The Ultimate Guide to Simulated Annealing
Imagine that you’re approached by the Greek goddess of discord, Eris and, given that Eris is a cruel goddess, she places you into the mathematical space above. She promises, “If you climb to the highest point, I will release you.”
This would not be too difficult except, like most encounters with Greek gods, there’s a catch. The goddess, in her wickedness, has blinded you. You can only tell whether or not a step will take you upwards or downwards. How might you find the highest peak? You think for a while and decide to climb upwards. From any position, you choose the direction that will increase your elevation.
So you climb and you get to the top of this hill. Nothing happens. What gives? You’ve climbed the top of a peak, but you haven’t made it to the top of the highest peak.
You’re going to have to modify your strategy. There are a couple options. You might stumble around at random. You’d make it to the top eventually, but it would take an eternity, most of which would be wasted exploring areas that you’d seen before.
Instead, you could adopt a systematic approach to exploring the landscape, which is much more efficient. With a memory better than mine, you could keep track of where you’ve visited before and focus on exploring those areas you haven’t. You’d start by checking out one mountain, and then the three surrounding, and then the nine surrounding those three, and so on until you’d found the highest point.
This would work, unless Eris has placed you in an infinite space where the elevation increases forever. If you imagine the edges extending forever, such a space would look like this:
In such a space, Eris is twisted indeed, as there is no way to reach the peak of an infinite climb. Let’s imagine that you toil away at this Sisyphean task for a few billion years until one of the gods, Clementia, takes pity on you. She offers you a new deal, telling you, “I will transport you to a new, finite space. If you can reach one of the highest peaks with sufficient haste, I will free you.” You accept the deal and are teleported here:
This space features a number of valleys filled with sub-optimal plateaus. If you use your original “upwards climb” strategy, you may find yourself stuck for eternity. Alternatively, you could try searching the entire space, but then you run the risk of violating Clementia’s “sufficient haste” clause.

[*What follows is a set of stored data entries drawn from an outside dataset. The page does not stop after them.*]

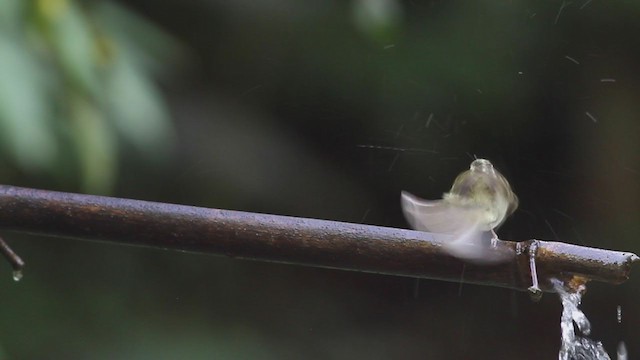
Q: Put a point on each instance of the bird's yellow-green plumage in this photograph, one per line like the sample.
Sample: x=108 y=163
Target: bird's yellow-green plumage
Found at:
x=480 y=200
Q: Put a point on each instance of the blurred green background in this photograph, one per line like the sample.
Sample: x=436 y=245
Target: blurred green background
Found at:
x=323 y=109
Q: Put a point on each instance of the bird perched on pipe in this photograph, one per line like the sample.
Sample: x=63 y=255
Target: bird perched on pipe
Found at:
x=479 y=201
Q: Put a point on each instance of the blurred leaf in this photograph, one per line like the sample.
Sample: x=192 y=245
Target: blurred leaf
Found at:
x=96 y=147
x=24 y=123
x=143 y=44
x=378 y=20
x=137 y=108
x=10 y=14
x=74 y=42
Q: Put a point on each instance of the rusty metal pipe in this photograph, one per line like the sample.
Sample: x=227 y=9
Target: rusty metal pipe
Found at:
x=293 y=240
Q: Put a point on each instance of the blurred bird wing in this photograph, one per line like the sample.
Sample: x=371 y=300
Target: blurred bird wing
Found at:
x=464 y=224
x=438 y=216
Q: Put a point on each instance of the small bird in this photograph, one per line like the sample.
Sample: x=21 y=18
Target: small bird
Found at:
x=479 y=201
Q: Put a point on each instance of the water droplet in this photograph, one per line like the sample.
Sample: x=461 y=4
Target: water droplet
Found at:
x=622 y=351
x=17 y=275
x=575 y=345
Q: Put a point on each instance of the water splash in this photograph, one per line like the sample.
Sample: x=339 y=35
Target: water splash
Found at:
x=17 y=275
x=622 y=351
x=576 y=345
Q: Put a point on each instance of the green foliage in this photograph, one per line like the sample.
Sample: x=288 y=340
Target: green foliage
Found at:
x=75 y=81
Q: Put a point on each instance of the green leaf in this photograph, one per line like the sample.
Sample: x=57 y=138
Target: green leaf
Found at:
x=96 y=147
x=24 y=123
x=76 y=48
x=137 y=109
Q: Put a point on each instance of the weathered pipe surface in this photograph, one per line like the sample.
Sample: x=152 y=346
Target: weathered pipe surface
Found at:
x=294 y=240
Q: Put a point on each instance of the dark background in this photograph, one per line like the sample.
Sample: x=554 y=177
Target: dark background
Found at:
x=305 y=109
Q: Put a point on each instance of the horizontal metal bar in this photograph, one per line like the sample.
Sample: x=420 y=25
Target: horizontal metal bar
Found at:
x=295 y=240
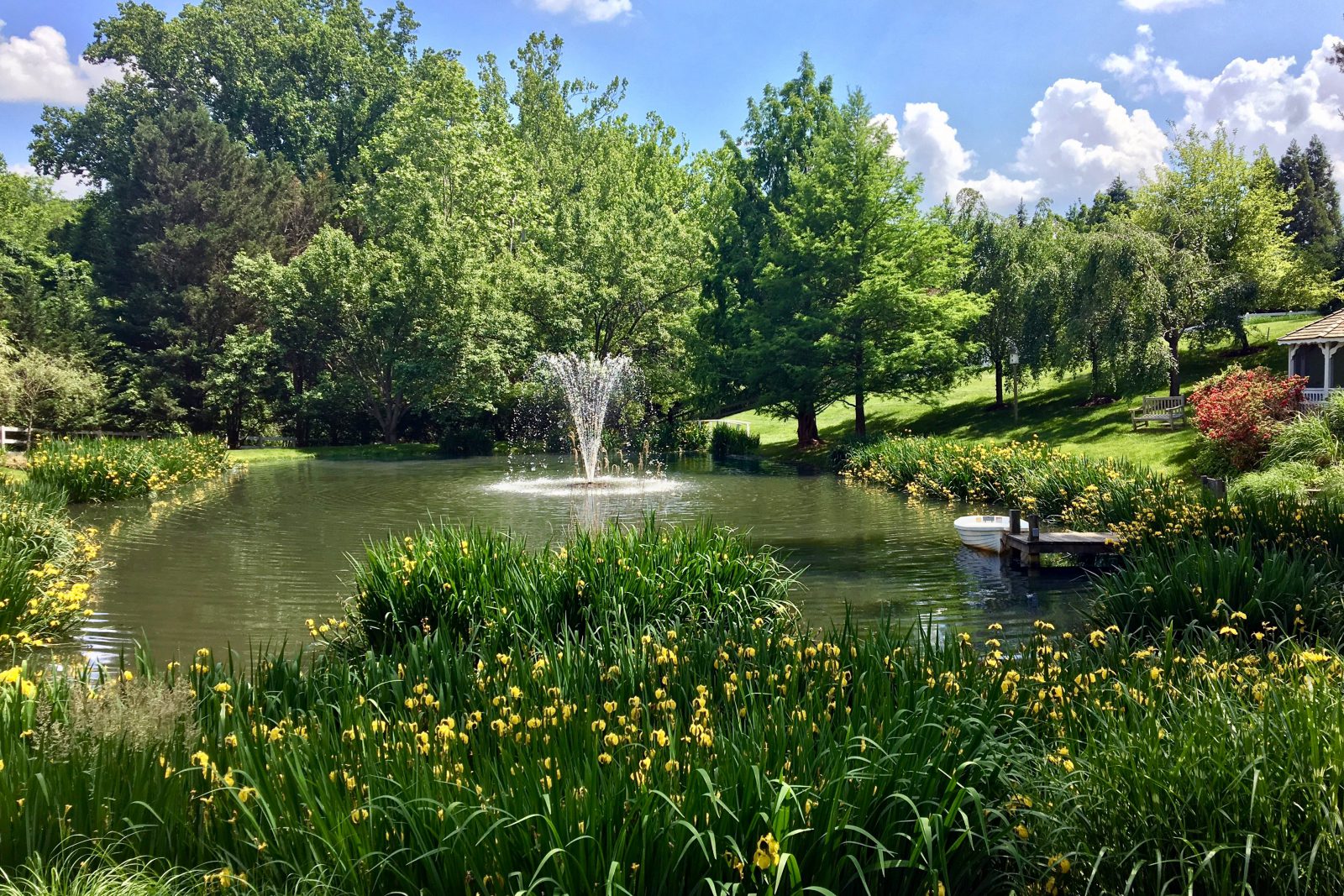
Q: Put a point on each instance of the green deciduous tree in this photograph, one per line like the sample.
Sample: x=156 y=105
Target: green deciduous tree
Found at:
x=1220 y=217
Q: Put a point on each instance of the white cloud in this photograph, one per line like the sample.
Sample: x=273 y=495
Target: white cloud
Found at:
x=591 y=9
x=66 y=184
x=1079 y=141
x=1265 y=101
x=39 y=69
x=1166 y=6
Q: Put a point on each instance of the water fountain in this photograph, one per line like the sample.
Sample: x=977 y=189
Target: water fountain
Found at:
x=580 y=396
x=589 y=383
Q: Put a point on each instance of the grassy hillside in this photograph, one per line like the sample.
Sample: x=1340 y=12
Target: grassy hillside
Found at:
x=1050 y=409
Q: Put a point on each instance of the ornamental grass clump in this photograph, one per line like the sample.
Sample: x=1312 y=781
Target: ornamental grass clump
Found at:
x=1211 y=584
x=1025 y=474
x=118 y=469
x=748 y=759
x=1220 y=775
x=476 y=586
x=46 y=566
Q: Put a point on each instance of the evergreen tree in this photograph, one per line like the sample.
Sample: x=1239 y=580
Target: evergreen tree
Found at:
x=1314 y=217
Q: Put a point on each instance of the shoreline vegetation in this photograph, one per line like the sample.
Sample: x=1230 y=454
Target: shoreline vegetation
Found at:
x=49 y=562
x=638 y=705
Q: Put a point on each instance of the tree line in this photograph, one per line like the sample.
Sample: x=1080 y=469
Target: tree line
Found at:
x=300 y=221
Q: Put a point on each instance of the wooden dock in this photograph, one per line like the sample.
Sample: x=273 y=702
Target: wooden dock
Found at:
x=1023 y=544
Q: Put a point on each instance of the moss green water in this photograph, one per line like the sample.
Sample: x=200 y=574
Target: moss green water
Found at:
x=248 y=560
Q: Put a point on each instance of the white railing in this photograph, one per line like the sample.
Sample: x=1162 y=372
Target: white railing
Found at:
x=1315 y=398
x=24 y=436
x=743 y=425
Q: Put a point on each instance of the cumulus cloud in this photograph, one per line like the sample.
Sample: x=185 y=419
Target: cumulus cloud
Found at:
x=66 y=184
x=1265 y=101
x=39 y=69
x=589 y=9
x=1166 y=6
x=1079 y=141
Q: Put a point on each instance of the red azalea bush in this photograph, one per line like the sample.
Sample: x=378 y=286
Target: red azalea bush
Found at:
x=1240 y=411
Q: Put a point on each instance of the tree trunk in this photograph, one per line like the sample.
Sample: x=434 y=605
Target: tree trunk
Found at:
x=1173 y=344
x=808 y=434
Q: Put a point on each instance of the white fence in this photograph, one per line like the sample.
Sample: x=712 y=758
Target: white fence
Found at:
x=743 y=425
x=24 y=436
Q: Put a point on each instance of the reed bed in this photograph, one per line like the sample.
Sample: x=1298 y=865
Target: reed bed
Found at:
x=1025 y=474
x=118 y=469
x=476 y=586
x=46 y=566
x=885 y=762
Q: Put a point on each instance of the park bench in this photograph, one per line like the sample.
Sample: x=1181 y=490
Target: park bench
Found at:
x=1159 y=409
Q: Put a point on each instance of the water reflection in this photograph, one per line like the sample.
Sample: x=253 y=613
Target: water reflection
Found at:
x=252 y=559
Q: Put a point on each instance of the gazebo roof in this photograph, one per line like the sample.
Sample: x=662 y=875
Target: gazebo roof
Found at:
x=1327 y=329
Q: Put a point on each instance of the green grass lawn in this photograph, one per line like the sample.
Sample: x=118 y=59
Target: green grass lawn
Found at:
x=1050 y=409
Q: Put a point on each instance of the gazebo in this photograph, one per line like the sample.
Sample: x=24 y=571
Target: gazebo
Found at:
x=1314 y=352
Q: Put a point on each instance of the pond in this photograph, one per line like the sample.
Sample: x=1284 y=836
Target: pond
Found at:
x=248 y=559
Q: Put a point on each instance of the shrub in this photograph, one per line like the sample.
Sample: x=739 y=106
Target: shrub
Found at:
x=682 y=437
x=479 y=586
x=1240 y=411
x=727 y=439
x=118 y=469
x=467 y=441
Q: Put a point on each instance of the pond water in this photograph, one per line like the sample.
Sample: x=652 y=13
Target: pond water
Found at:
x=248 y=559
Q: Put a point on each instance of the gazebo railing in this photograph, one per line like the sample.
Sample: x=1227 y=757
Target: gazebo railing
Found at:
x=1315 y=398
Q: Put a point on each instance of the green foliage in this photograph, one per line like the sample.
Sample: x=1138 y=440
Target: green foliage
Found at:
x=1225 y=251
x=46 y=563
x=40 y=390
x=1200 y=584
x=481 y=587
x=1018 y=474
x=1287 y=479
x=832 y=281
x=1214 y=788
x=118 y=469
x=726 y=439
x=1307 y=438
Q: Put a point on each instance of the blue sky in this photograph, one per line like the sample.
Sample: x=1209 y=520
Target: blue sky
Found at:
x=1019 y=98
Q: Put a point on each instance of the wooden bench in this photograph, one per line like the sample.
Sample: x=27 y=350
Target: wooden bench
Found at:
x=1159 y=409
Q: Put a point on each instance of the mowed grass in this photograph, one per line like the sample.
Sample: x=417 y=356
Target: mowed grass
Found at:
x=1052 y=409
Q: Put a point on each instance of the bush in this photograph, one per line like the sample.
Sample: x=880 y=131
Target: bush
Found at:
x=727 y=439
x=118 y=469
x=475 y=586
x=1240 y=411
x=467 y=441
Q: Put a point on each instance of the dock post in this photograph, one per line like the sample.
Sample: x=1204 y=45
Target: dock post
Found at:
x=1032 y=547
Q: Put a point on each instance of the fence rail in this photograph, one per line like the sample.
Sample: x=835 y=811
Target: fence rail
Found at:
x=743 y=425
x=24 y=436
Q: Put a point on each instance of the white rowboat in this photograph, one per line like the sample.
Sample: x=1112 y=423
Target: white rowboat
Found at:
x=981 y=532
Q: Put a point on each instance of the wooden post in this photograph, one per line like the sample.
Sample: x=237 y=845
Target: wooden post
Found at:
x=1032 y=548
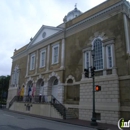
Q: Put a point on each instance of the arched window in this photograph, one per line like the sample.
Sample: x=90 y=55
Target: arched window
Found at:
x=98 y=61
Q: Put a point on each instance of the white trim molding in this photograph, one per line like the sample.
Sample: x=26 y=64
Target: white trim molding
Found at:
x=42 y=58
x=32 y=61
x=55 y=75
x=55 y=55
x=70 y=77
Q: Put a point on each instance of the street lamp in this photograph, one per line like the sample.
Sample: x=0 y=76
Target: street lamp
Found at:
x=93 y=120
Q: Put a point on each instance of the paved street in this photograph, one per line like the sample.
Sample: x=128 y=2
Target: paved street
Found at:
x=14 y=121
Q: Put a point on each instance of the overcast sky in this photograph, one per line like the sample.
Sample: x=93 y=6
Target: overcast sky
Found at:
x=21 y=19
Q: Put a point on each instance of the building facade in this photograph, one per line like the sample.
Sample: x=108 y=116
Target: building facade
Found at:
x=55 y=59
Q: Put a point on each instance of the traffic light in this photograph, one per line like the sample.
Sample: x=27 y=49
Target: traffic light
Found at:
x=92 y=71
x=86 y=73
x=98 y=88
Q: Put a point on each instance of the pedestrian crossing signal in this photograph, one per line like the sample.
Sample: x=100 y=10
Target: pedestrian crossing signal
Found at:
x=98 y=88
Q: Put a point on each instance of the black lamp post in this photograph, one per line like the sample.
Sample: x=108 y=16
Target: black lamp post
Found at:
x=93 y=120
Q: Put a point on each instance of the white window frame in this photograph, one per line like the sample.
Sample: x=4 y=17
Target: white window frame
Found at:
x=102 y=54
x=15 y=77
x=108 y=66
x=53 y=47
x=41 y=58
x=85 y=59
x=32 y=67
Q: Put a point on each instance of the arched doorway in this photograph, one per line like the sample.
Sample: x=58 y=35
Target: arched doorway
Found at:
x=39 y=87
x=53 y=87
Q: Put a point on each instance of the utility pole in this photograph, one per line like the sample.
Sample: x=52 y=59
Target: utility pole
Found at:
x=93 y=120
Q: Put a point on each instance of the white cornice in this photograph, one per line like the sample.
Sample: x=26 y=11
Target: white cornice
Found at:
x=97 y=14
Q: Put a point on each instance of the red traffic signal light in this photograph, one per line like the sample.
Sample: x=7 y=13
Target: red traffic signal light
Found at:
x=98 y=88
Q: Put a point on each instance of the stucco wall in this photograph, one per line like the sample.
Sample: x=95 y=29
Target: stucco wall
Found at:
x=37 y=109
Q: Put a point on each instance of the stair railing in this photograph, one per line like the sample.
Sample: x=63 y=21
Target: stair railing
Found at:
x=59 y=107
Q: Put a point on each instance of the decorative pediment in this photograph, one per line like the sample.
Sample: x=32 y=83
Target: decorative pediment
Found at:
x=43 y=33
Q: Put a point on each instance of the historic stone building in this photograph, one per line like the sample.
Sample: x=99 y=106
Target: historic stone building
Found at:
x=55 y=58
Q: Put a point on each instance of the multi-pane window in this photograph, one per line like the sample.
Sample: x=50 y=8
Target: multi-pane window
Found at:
x=42 y=58
x=109 y=56
x=87 y=60
x=55 y=54
x=32 y=62
x=98 y=61
x=15 y=76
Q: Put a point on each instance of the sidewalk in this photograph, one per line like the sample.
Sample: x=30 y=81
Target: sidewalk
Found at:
x=101 y=126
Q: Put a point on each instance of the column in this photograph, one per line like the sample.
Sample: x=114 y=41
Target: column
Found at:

The trick is to modify the initial strategy to sometimes accept a downwards move, which will help prevent you from getting stuck at a sub-optimal plateau. Such a path might look like this:
Still, this is not quite right, as you can see from the path above. The problem is that your strategy never terminates. You quickly reach a high point, but then are forced to accept sub-optimal moves as those are the only possible moves.
To get around this, you need to modify your strategy such that you’re willing to accept a lot of bad moves early on, but fewer and fewer with time, until you eventually will accept no sub-optimal moves. This strategy will eventually reach a plateau.
That’s more like it. With this strategy, you begin to climb. Clementia frees you and you live happily ever after (or at least until Eris decides to visit you again.)
Except for formalizing the details, this is the basic intuition behind simulated annealing, which Wikipedia calls a “generic probabilistic metaheuristic for the global optimization problem of locating a good approximation to the global optimum of a given function in a large search space.” I’m not convinced such a sentence was written with the realization that humans will have to read it. In English, simulated annealing is a method for finding an approximation of the highest (or lowest) point in a space, like the one above.
Shaking Intuition
Simulated annealing can be understood in terms of body language. It can be felt as motion. You can think of simulated annealing as shaking.
Imagine that you’re holding onto one of the spaces above. (Masterfully illustrated below.) You place a ping pong ball into the space, with the goal of moving the ball to the lowest place possible. The ball will naturally roll downwards thanks to gravity, but sometimes it will get stuck. When it gets stuck, the natural response is to shake the space, dislodging the ping pong ball, allowing it to continue rolling downwards.
There you have it. That’s the core of simulated annealing. You could have invented it and, now, if you ever do come across Eris, you’ll be prepared. (On second thought, if you ever come across Eris and are teleported to a mathematical space, see a psychiatrist.)
Further Reading
- The early strategies mentioned are real search algorithms. The “just climb upwards” algorithm is aptly named hill-climbing. The random exploration method is known as a random walk and the “systematic exploration approach” described is breadth-first search. Its cousin, depth-first search, would have worked equally well.
- For more on simulated annealing, try this paper. For different interesting search algorithms, check out STAGE and beam search.
- Simulated annealing is a heuristic search algorithm, meaning that it attempts to find a “close enough” solution. This makes it well suited for otherwise intractable problems, such as those in NP. There’s some discussion of applications here.
- Simulated annealing was inspired by the natural process of annealing in metallurgy. It’s one of a class of algorithms inspired by nature. Scott Aaronson writes about the relationship between nature and complexity in this paper.
- In The Algorithm Design Manual (recommended), the author writes (of heuristic search algorithms) , “I find [simulated annealing] to be the most reliable method to apply in practice.”